# CS50 Final Project

## FIFA World Cup Predictions

In [15]:
import pandas as pd
import numpy as np
from scipy.stats import poisson

#Import Dataset "wcmatches_history.csv" and clean the data for analysis
wc_games = pd.read_csv('538_wc_matches.csv', sep=';')
wc_games = wc_games.drop(columns=['league_id', 'league', 'spi1', 'spi2', 'prob1', 'prob2', 'probtie', 'proj_score1', 'proj_score2', 'score1', 'score2', 'xg1', 'xg2', 'nsxg1', 'nsxg2', 'adj_score1', 'adj_score2'])

# Import Dataset with 2022 FIFA World Cup's Data
data = pd.read_excel('DadosCopaDoMundoQatar2022.xlsx', sheet_name='selecoes').rename(columns={'NomeEmIngles': 'team'}).set_index('team').rename(index={'United States': 'USA'})

# Create list of teams
teams = []
[teams.append(team) for team in data.index if team not in teams]

# Import Dataset "international_matches.csv" and clean the data for analysis
hist_games = pd.read_csv('international_matches_filtered.csv', sep=';')

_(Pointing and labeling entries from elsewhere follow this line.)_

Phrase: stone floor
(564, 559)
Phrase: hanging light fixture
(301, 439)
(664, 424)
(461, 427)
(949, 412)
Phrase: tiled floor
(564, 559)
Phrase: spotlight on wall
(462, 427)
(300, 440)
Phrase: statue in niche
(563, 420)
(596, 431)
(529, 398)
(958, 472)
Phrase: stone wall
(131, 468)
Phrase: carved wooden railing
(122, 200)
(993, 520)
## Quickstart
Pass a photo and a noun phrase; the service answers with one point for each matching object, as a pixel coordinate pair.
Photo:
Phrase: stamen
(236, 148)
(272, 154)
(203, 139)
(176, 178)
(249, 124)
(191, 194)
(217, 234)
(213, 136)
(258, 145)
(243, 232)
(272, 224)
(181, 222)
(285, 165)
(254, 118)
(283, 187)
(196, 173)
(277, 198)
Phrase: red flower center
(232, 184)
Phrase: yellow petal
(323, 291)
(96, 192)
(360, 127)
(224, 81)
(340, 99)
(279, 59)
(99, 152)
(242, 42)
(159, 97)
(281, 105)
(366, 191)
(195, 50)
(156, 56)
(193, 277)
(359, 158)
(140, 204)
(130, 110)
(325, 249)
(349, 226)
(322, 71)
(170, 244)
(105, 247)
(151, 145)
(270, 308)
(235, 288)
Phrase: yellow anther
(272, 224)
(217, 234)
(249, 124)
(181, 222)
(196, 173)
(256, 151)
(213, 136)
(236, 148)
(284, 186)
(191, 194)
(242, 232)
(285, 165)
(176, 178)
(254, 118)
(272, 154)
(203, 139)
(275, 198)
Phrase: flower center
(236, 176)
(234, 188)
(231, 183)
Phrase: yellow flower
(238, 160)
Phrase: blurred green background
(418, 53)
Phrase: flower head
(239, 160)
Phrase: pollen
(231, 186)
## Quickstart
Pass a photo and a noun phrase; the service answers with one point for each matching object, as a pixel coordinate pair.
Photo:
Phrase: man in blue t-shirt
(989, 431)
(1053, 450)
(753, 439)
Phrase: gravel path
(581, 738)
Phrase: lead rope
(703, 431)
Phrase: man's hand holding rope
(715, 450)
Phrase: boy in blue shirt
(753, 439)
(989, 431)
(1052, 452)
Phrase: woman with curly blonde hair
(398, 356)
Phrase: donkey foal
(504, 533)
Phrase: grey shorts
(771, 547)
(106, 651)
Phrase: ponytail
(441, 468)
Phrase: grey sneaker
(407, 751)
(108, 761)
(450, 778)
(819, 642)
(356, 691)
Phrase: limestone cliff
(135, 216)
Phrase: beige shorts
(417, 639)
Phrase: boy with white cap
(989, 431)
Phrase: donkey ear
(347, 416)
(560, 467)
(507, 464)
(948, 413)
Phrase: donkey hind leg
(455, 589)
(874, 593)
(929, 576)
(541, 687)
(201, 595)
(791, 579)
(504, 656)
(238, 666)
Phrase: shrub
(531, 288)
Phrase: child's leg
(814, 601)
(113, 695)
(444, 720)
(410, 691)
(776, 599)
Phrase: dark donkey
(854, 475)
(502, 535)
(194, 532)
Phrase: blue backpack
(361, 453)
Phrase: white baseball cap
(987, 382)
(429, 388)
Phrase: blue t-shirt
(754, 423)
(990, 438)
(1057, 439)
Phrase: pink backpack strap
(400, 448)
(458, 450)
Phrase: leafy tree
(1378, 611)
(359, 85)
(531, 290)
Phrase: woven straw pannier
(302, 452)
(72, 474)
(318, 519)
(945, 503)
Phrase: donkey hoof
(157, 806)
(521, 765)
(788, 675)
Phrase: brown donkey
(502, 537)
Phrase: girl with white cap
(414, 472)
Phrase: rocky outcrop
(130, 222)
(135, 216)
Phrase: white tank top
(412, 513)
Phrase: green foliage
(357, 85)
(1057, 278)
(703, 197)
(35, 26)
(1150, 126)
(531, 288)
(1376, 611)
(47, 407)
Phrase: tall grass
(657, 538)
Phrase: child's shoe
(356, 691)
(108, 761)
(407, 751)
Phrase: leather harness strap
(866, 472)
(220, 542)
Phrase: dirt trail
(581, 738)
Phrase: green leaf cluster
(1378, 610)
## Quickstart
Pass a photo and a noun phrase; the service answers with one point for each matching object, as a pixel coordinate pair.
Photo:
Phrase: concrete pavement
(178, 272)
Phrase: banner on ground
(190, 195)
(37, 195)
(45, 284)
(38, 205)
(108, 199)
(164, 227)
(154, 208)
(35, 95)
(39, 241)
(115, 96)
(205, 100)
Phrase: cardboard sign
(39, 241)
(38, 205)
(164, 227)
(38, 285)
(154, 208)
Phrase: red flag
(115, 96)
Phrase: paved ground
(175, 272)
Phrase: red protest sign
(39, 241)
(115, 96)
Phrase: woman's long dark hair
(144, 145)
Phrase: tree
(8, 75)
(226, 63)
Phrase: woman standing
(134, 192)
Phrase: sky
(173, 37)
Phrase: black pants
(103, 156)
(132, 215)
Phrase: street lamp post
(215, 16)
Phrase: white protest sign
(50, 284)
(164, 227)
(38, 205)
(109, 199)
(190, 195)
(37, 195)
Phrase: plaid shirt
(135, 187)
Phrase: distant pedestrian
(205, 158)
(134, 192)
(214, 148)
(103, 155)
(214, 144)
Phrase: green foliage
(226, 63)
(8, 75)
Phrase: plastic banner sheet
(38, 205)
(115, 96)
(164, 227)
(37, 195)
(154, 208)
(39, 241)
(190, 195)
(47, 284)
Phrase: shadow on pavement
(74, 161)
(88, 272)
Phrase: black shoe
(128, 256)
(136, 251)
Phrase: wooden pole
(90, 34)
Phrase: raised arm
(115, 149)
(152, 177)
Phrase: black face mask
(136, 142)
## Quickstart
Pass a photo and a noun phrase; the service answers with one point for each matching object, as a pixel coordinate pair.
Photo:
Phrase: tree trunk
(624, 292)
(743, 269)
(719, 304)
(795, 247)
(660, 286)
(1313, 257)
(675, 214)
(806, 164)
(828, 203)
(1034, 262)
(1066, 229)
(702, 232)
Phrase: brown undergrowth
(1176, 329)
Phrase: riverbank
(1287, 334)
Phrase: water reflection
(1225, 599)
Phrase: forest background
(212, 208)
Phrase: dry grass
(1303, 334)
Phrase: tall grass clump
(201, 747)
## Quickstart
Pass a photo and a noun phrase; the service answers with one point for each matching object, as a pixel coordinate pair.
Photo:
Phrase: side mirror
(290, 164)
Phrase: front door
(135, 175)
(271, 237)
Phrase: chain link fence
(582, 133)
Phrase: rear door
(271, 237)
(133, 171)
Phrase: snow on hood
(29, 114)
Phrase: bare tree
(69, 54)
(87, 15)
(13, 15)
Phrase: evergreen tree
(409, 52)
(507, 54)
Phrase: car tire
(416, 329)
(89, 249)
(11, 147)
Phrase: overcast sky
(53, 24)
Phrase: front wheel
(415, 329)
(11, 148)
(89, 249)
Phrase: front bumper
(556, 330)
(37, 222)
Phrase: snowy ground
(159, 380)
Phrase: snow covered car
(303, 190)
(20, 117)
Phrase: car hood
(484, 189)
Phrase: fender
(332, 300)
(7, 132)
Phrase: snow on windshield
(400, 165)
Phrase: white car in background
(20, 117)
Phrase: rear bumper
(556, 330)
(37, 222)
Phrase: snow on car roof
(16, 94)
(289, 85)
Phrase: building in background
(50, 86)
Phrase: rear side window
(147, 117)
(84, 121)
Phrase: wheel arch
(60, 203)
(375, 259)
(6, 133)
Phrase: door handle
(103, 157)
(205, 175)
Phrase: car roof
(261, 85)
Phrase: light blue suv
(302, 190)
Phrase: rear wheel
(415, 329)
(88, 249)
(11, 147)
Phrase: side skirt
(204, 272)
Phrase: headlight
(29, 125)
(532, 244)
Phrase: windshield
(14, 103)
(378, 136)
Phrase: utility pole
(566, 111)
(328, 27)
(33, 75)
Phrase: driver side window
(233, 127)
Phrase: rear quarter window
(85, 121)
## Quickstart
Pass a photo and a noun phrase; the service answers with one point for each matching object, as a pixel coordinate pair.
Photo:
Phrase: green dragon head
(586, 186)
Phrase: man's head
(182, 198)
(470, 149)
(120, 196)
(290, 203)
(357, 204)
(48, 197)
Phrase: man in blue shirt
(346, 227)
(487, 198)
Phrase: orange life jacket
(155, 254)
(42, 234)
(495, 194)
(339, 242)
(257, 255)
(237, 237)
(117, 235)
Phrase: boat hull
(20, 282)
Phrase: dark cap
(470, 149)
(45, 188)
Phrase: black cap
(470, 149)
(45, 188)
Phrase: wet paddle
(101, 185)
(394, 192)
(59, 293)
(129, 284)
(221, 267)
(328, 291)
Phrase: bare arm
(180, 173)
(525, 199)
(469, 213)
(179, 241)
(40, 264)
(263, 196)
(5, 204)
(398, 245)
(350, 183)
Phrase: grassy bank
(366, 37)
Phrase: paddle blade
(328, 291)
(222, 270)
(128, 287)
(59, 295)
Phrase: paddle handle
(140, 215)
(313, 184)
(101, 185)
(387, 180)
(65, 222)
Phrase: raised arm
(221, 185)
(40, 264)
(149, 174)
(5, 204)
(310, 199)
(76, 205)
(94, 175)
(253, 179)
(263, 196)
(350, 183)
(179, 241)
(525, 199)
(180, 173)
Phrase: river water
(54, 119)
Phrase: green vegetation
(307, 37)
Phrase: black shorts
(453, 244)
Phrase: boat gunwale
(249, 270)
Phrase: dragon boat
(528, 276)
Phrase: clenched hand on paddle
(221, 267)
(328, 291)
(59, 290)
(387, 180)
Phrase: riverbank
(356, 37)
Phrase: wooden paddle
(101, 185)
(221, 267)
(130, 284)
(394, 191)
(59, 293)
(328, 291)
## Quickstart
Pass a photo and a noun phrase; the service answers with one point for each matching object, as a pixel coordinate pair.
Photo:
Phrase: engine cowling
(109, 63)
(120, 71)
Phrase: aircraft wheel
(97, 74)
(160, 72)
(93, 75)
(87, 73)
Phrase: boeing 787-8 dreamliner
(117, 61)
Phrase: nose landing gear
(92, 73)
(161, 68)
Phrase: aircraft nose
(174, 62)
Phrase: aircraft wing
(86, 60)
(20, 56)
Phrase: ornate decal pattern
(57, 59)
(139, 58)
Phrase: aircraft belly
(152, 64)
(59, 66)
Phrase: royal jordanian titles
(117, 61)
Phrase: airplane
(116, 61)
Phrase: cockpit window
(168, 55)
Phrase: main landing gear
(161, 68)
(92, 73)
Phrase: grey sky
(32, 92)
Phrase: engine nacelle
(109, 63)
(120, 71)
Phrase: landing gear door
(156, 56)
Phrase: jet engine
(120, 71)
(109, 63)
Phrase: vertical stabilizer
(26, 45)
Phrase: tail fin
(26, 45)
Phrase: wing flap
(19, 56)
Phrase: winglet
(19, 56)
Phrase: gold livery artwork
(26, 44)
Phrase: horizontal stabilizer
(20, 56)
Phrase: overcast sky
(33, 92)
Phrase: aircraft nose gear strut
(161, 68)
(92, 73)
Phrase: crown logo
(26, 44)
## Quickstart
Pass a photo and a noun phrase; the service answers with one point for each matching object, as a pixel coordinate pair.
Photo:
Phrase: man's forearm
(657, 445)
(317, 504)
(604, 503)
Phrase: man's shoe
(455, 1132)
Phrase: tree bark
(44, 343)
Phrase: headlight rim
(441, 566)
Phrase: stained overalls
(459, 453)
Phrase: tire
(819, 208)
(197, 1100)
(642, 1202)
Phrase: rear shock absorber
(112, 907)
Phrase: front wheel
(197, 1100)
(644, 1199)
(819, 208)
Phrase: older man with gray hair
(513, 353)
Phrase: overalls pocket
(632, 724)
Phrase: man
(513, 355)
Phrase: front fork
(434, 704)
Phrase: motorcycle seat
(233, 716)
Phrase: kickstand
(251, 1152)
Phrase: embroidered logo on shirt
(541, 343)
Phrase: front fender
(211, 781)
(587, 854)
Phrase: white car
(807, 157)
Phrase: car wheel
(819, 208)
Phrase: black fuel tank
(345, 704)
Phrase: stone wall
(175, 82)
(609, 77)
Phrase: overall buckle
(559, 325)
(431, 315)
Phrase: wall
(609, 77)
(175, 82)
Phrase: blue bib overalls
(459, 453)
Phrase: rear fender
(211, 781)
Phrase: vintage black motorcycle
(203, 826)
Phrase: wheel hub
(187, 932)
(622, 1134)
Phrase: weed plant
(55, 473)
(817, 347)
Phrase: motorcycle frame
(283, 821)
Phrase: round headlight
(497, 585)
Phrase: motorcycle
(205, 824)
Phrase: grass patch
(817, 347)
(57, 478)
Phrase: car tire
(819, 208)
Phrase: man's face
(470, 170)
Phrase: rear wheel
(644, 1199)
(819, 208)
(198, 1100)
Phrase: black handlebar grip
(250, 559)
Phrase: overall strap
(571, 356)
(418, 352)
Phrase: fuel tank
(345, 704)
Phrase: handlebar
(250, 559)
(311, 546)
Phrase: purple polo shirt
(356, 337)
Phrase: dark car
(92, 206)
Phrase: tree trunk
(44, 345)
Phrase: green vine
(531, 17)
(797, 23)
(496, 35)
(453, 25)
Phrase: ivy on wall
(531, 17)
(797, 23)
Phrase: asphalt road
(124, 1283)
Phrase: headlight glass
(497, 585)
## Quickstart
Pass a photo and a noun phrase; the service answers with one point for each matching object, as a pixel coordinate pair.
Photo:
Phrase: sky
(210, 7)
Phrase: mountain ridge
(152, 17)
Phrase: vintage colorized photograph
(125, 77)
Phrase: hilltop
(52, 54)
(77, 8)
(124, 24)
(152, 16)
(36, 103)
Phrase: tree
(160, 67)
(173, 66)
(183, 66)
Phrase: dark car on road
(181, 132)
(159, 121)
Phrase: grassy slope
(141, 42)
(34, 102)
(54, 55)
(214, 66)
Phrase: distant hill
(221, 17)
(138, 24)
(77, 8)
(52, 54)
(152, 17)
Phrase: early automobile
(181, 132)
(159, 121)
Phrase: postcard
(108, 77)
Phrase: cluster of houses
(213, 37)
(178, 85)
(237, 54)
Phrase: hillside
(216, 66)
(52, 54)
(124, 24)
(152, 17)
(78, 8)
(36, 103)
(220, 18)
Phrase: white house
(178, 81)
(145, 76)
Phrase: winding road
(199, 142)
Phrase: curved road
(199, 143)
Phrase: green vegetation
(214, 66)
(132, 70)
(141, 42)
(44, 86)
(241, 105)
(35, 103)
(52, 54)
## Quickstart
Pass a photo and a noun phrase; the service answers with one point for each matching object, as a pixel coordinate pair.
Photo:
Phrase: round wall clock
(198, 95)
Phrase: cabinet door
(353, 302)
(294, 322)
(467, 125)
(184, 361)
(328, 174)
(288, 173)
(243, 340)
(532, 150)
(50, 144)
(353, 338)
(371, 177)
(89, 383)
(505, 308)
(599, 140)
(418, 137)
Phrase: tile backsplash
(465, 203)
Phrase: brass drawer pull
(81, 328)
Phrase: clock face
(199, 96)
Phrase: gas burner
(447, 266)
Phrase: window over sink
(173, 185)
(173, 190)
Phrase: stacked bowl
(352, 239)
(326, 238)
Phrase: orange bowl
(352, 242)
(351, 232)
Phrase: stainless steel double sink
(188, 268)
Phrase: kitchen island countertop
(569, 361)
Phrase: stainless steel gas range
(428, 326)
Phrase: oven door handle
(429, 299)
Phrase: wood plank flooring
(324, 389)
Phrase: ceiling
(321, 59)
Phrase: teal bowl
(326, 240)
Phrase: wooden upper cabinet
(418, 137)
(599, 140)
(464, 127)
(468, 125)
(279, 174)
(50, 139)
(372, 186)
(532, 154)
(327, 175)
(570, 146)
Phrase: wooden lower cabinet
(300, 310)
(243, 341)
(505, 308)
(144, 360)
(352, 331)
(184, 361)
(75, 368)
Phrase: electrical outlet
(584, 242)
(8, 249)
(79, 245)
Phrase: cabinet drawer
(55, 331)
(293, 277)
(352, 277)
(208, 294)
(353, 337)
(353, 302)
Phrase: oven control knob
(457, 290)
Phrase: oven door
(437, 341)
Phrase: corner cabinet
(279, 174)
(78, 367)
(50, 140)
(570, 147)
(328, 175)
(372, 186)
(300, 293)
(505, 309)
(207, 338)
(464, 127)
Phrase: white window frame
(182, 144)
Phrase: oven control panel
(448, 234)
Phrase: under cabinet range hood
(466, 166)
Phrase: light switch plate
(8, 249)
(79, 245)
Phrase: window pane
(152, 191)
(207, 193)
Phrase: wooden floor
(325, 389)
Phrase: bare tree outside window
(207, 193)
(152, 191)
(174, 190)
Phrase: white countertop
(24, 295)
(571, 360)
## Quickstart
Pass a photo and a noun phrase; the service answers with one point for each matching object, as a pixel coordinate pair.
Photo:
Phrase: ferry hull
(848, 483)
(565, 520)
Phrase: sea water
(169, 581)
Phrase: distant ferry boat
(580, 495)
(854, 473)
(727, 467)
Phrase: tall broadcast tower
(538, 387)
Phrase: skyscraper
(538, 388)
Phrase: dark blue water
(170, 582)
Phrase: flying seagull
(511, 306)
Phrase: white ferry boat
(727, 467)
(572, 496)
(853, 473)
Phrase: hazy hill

# Transform matches' dates into years
for i in hist_games.index:
    hist_games.at[i, 'date'] = hist_games['date'][i][-4:]
hist_games = hist_games.rename(columns={'date': 'year'})
hist_games['year'] = hist_games['year'].astype(int)
hist_games = hist_games.sort_values('year', ascending=False)

# Create Dataframe with team's status
columns = ['fifa_rank', 'fifa_points', 'goalkeeper_score', 'defense_score', 'offense_score', 'midfield_score']
team_stats = pd.DataFrame(index= teams, columns= columns)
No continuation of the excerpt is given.